In our society, where people move an average of every five years, it is difficult to amass a meaningful body of natural history observations through time. But a new effort is underway to make every observation count by having individual citizens enter their data into an online database called the USA National Phenology Network. (Visit the site at www.uwm.edu/Dept/Geography/npn/index.html.)

The next time the season begins to turn, you can use it as an opportunity to contribute to the collective understanding of how the natural world, influenced by human activities, is changing over time. Simply choose the aspects of plant and animal life that truly interest you and keep detailed, timely annual accounts. Lilac flowers, for example, are an excellent indicator. Following exposure to an essential period of winter chill, lilacs respond by blooming in a very predictable way to the warming season.

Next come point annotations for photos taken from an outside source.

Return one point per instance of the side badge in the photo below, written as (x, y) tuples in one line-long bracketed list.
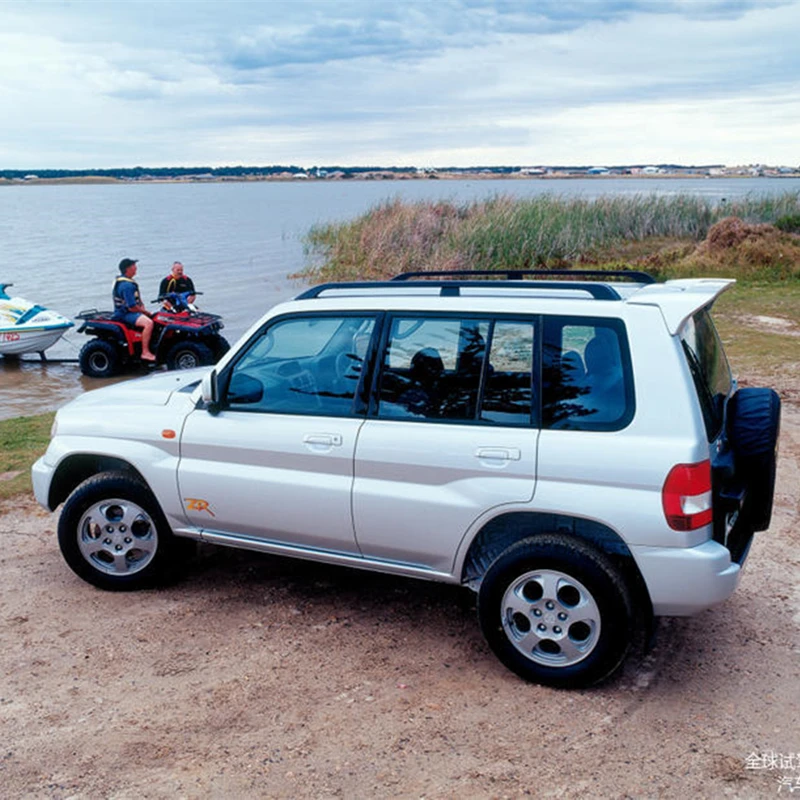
[(195, 504)]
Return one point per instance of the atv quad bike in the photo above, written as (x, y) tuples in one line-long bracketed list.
[(182, 339)]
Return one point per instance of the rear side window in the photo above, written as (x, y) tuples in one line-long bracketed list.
[(458, 369), (709, 367), (587, 381)]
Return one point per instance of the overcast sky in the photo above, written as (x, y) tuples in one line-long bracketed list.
[(398, 82)]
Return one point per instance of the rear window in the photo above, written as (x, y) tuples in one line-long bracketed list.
[(709, 367)]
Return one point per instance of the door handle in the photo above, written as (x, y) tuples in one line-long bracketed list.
[(323, 439), (498, 453)]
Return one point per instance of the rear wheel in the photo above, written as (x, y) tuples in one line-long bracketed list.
[(113, 534), (188, 355), (99, 359), (556, 611)]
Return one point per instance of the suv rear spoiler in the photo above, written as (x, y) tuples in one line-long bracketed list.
[(679, 299)]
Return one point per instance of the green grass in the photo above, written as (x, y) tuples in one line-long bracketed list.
[(22, 441), (755, 348), (547, 231)]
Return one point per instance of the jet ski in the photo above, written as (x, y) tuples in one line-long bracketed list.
[(26, 327)]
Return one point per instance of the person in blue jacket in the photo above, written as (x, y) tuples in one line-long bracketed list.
[(128, 305)]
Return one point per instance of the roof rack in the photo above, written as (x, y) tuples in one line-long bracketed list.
[(517, 274), (443, 280)]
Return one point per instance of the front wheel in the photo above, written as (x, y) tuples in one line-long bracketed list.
[(556, 611), (188, 355), (99, 359), (113, 534)]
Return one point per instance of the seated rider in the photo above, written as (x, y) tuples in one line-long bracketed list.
[(177, 282), (128, 305)]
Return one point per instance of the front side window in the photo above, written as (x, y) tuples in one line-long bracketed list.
[(586, 374), (302, 365), (709, 367)]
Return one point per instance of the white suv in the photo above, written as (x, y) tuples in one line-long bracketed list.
[(572, 449)]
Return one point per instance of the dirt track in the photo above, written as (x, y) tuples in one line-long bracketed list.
[(260, 677)]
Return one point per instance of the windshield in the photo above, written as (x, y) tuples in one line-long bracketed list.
[(710, 369)]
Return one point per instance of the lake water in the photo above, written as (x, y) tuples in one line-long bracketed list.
[(60, 245)]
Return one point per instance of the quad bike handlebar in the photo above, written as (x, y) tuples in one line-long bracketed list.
[(179, 301)]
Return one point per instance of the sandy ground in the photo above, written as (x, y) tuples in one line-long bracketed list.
[(261, 677)]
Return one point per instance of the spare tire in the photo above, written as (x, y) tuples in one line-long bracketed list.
[(753, 429)]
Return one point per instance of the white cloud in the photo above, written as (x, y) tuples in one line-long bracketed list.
[(458, 82)]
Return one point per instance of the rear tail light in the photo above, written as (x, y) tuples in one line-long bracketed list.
[(686, 496)]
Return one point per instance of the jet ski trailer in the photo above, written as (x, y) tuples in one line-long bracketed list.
[(26, 327)]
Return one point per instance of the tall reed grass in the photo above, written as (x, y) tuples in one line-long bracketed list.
[(504, 232)]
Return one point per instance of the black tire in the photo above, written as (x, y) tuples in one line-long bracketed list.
[(219, 346), (113, 534), (99, 359), (556, 611), (188, 355), (753, 430)]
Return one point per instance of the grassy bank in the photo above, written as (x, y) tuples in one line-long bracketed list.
[(22, 441), (664, 234)]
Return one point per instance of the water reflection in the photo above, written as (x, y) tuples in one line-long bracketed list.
[(29, 386)]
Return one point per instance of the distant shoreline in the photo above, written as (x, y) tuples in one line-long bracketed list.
[(377, 176)]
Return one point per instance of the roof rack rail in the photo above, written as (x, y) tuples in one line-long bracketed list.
[(452, 288), (517, 274)]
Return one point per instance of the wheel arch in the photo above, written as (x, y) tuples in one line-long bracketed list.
[(501, 532), (75, 469)]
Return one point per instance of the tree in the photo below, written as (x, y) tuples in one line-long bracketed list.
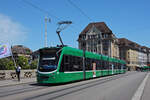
[(34, 64), (6, 64), (23, 62)]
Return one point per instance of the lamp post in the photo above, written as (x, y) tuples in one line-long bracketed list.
[(46, 20), (62, 25), (84, 73)]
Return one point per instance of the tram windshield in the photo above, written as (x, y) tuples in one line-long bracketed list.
[(48, 61)]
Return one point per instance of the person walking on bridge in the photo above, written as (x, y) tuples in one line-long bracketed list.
[(18, 69)]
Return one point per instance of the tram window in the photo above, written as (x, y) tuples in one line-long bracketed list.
[(88, 64), (71, 63)]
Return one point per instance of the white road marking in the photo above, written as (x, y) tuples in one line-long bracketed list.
[(140, 90)]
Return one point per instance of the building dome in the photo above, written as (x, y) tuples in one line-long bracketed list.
[(20, 49)]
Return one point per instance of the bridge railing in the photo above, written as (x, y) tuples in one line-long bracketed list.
[(11, 74)]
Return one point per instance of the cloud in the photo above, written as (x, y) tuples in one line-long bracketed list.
[(11, 31)]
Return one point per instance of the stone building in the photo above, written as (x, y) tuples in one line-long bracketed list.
[(134, 54), (98, 38), (20, 50)]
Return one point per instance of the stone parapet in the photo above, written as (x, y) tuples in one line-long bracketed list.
[(11, 74)]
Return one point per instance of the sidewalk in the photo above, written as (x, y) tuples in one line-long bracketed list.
[(146, 92), (16, 82)]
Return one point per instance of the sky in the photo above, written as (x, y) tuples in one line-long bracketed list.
[(22, 21)]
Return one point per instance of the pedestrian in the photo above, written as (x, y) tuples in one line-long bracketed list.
[(18, 69)]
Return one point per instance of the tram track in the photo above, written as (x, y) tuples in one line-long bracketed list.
[(68, 90), (77, 88)]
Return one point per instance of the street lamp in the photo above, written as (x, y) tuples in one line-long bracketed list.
[(46, 20), (61, 26)]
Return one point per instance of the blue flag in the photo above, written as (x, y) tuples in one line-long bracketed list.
[(5, 50)]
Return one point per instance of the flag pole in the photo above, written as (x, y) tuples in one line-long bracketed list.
[(13, 57)]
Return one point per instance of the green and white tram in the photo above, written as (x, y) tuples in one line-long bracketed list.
[(60, 65)]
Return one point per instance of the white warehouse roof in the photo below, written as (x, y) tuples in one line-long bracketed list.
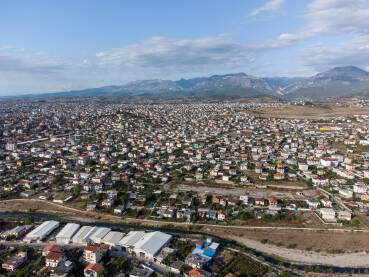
[(82, 234), (99, 234), (68, 231), (131, 238), (152, 242), (43, 230), (112, 238)]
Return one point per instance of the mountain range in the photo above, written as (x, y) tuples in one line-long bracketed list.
[(337, 82)]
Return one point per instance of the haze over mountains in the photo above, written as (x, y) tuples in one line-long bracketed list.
[(337, 82)]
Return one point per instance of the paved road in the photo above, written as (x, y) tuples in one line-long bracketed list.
[(118, 219), (327, 194)]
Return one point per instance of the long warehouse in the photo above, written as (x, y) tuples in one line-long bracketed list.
[(41, 231), (66, 234)]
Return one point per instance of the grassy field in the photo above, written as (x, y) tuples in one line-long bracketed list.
[(319, 111)]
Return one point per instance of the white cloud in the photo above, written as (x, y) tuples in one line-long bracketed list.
[(272, 5), (330, 17), (181, 55), (353, 52), (15, 60)]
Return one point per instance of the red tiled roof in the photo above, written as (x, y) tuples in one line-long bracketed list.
[(93, 268), (53, 248), (92, 248), (55, 256)]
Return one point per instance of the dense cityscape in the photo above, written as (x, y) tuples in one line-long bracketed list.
[(173, 164)]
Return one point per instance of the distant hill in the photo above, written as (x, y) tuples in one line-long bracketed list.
[(337, 82)]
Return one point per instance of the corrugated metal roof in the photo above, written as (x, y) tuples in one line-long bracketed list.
[(68, 231), (43, 229), (152, 242), (112, 238), (131, 238), (77, 238), (99, 234)]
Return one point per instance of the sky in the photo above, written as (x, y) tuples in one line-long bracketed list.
[(49, 46)]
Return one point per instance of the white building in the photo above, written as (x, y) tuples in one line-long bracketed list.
[(41, 231), (328, 214), (99, 234), (360, 188), (346, 193), (66, 234), (145, 245), (329, 162), (83, 235), (112, 239)]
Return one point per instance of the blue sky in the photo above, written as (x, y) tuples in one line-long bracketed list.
[(48, 46)]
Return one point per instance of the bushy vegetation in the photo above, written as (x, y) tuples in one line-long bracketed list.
[(243, 266)]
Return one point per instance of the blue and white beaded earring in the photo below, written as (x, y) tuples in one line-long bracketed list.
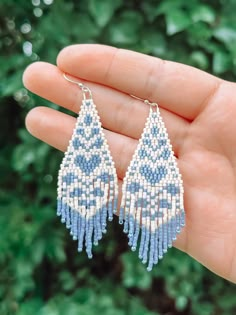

Observations are best if recorded in the same place each year by the same individual, since this allows for the most meaningful comparisons through time. If enough people keep accurate journals of natural events in their own backyards – including dates and observations – this new national database will create a picture of nature’s seasonal changes across the continent. This will provide scientists with vital information for studying global climate change and shifts in local weather.

Over the years, I’ve developed an appreciation for how our neighbors in the natural world can endure the ever-increasing extremes of seasonal weather in the North Country. Mark Twain got it right when he described New England weather: “There is only one thing certain about it; you are certain there is going to be plenty of it.”